Q. What benefits does unified communication bring along?
A. Some important benefits for end customers are reduced time and effort for team communications, reduced conferencing costs and need to travel, frequent and spontaneous collaboration, and the best remote collaboration with document-sharing features. Also, the customers can be accessible for critical business requests, know the availability status of key contacts and quickly launch conferences while on the move.
Q. What’s the latest from Siemens Enterprise Communications? What areas are you working on?
A. Currently, our efforts are focused on areas like socially-aware unified communications (integration of enterprise unified communications with public social networks), unified communications in a box (an off-the-shelf offering for SMEs in the form of an appliance), offerings for hosted and cloud services, integration of communication solution and business processes, specialised vertical solutions for trading floors, dispatch centres and command and control centres, and energy-efficiency management of IT and telecom infrastructure.
Q. What were the top enterprise communications trends of 2010?
A. Customers started investing in communication solutions which improve employees’ productivity. Video adoption in enterprises increased substantially. Many customers migrated from simple voice mail to unified messaging solutions. Green-field customers started deploying full-IP telephony solutions. Audio-video integration in boardrooms took the centre stage. SMEs were faster to adopt technologies like unified communications. Wireless LAN in enterprises saw the biggest growth in year 2010.
Q. What do you expect in the coming years?
A. Coming years will see more rapid changes in communication technologies as well as business models.
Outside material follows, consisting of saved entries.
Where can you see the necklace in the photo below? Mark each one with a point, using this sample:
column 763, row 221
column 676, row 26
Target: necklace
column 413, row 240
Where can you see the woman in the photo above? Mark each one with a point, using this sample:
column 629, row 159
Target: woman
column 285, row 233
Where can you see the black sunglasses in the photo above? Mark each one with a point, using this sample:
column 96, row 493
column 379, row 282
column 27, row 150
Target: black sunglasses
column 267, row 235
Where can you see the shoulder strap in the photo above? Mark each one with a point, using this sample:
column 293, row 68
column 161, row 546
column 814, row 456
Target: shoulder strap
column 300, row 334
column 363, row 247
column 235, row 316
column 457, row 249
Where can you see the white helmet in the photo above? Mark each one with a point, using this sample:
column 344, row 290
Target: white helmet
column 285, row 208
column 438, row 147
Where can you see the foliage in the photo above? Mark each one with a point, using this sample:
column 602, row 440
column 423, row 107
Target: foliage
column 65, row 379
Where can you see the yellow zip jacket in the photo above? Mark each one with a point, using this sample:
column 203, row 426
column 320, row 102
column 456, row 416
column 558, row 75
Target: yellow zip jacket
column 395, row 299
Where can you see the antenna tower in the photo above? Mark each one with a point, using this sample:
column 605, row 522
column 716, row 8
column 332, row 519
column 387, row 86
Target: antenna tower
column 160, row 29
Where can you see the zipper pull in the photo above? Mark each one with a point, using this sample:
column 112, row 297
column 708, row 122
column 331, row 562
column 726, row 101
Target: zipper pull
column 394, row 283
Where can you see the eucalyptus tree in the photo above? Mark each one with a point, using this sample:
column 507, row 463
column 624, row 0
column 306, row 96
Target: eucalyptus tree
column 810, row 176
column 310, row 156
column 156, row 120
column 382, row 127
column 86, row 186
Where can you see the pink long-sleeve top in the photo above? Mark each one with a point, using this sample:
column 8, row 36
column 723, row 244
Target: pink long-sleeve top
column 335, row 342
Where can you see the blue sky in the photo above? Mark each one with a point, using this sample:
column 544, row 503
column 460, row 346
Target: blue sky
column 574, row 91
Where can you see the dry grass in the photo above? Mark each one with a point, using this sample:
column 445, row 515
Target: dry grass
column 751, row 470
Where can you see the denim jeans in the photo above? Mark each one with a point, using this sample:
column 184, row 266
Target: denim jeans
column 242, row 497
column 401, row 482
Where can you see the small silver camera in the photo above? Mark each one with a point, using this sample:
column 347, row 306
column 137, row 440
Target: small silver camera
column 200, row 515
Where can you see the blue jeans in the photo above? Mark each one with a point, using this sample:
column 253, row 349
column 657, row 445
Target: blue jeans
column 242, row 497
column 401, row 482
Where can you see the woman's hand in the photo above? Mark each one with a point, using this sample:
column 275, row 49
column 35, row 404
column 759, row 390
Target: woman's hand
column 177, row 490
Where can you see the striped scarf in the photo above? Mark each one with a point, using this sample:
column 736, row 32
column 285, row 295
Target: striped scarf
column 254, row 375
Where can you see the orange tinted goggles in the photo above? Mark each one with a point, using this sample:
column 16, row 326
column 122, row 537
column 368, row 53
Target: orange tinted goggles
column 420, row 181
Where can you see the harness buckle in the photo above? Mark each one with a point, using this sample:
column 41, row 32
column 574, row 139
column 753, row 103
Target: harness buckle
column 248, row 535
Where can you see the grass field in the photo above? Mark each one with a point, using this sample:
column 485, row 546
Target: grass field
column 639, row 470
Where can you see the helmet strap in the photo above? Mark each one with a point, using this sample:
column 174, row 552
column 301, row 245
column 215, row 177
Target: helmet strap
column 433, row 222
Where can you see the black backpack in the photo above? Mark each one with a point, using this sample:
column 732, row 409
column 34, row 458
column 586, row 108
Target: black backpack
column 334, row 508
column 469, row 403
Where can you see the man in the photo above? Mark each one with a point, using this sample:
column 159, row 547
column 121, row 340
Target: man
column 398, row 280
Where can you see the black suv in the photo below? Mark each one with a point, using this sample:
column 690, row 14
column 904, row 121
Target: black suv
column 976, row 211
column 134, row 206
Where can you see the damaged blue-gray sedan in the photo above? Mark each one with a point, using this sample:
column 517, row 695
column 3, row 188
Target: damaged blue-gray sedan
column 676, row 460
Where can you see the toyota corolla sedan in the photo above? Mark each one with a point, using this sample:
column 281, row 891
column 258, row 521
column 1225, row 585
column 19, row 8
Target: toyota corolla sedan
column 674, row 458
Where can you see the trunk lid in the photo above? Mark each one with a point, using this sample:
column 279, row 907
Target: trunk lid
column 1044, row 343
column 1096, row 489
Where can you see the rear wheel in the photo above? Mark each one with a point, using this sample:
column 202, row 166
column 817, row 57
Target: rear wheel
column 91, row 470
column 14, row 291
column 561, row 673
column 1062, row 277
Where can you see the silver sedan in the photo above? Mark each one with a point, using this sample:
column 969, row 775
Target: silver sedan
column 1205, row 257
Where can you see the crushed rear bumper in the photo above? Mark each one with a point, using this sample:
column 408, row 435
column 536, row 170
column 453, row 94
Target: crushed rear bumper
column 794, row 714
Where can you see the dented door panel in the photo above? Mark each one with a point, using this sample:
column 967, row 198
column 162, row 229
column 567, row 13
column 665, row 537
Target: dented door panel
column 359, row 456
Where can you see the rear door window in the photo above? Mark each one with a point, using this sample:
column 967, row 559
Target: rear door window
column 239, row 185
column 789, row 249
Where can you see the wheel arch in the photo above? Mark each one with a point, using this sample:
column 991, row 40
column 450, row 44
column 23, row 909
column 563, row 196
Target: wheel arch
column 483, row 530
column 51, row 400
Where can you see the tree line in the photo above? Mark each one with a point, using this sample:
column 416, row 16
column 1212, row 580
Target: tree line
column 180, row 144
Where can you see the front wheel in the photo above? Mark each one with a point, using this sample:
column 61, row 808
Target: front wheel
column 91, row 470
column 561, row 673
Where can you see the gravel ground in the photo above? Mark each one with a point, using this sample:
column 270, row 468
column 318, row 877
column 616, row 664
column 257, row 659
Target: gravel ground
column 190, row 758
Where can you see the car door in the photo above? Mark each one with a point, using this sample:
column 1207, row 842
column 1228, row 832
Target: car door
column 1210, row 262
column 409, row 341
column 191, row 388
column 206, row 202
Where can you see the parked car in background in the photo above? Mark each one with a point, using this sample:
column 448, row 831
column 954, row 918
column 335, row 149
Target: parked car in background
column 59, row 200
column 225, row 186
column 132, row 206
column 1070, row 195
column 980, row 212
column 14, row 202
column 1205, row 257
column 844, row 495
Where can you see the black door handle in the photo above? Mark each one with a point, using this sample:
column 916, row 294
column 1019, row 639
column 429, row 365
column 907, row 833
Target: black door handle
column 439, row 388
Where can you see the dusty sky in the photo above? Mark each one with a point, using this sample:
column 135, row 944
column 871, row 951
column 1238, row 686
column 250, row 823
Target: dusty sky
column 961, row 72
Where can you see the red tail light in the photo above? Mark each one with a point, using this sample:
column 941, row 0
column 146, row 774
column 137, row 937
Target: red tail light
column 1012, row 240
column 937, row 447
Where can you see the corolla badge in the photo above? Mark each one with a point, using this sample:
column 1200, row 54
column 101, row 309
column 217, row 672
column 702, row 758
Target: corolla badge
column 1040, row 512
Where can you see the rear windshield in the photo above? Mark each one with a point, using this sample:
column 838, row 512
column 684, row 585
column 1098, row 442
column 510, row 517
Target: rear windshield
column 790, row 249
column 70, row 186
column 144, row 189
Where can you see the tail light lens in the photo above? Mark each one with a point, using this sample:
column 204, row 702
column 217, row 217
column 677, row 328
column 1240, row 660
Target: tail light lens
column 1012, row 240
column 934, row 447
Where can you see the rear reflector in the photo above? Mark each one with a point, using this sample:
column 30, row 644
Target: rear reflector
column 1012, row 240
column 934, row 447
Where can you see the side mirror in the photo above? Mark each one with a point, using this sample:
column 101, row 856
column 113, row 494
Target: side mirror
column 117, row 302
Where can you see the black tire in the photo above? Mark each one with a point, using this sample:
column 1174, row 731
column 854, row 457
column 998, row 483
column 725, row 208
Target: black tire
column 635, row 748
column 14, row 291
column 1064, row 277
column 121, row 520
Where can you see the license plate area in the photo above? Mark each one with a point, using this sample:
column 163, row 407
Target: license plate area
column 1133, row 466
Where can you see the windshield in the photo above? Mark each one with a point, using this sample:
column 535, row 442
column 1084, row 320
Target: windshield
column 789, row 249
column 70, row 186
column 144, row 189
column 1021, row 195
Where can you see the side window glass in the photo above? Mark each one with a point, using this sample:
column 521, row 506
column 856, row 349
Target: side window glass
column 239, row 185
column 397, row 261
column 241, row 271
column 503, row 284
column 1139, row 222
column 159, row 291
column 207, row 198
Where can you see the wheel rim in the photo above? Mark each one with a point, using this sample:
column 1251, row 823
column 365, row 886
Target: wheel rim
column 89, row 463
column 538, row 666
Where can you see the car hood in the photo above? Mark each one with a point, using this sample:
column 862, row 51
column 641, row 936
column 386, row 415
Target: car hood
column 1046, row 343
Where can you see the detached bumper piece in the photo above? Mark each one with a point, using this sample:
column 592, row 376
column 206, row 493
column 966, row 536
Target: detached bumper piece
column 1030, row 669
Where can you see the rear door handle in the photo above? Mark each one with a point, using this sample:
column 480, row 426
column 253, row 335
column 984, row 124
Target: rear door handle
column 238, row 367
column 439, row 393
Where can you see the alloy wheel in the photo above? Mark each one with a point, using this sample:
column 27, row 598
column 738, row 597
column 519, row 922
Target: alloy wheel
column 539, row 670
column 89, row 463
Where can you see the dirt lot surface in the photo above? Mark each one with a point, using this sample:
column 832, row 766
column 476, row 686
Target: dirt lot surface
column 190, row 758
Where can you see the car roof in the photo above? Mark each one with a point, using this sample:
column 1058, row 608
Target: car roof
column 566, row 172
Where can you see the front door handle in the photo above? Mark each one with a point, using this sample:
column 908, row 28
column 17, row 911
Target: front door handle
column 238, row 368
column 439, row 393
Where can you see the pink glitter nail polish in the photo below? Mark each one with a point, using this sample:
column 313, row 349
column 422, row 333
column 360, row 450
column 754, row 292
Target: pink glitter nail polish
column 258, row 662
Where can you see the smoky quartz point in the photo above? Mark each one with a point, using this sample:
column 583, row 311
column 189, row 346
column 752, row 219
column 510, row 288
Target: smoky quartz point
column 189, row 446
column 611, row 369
On the technology front, large-enterprise unified communications will be software-based, voice will be integrated into enterprise business processes and applications, social networks and related communications will become integral part of enterprise communication, and unified communications will move from ‘nice to have’ to ‘key’ competitive advantage. On the business front, single-vendor enterprise unified communications solutions are not realistic, multi-vendor services capabilities will be required, and communication will move from ‘infrastructure’ to ‘communications as a service’ model.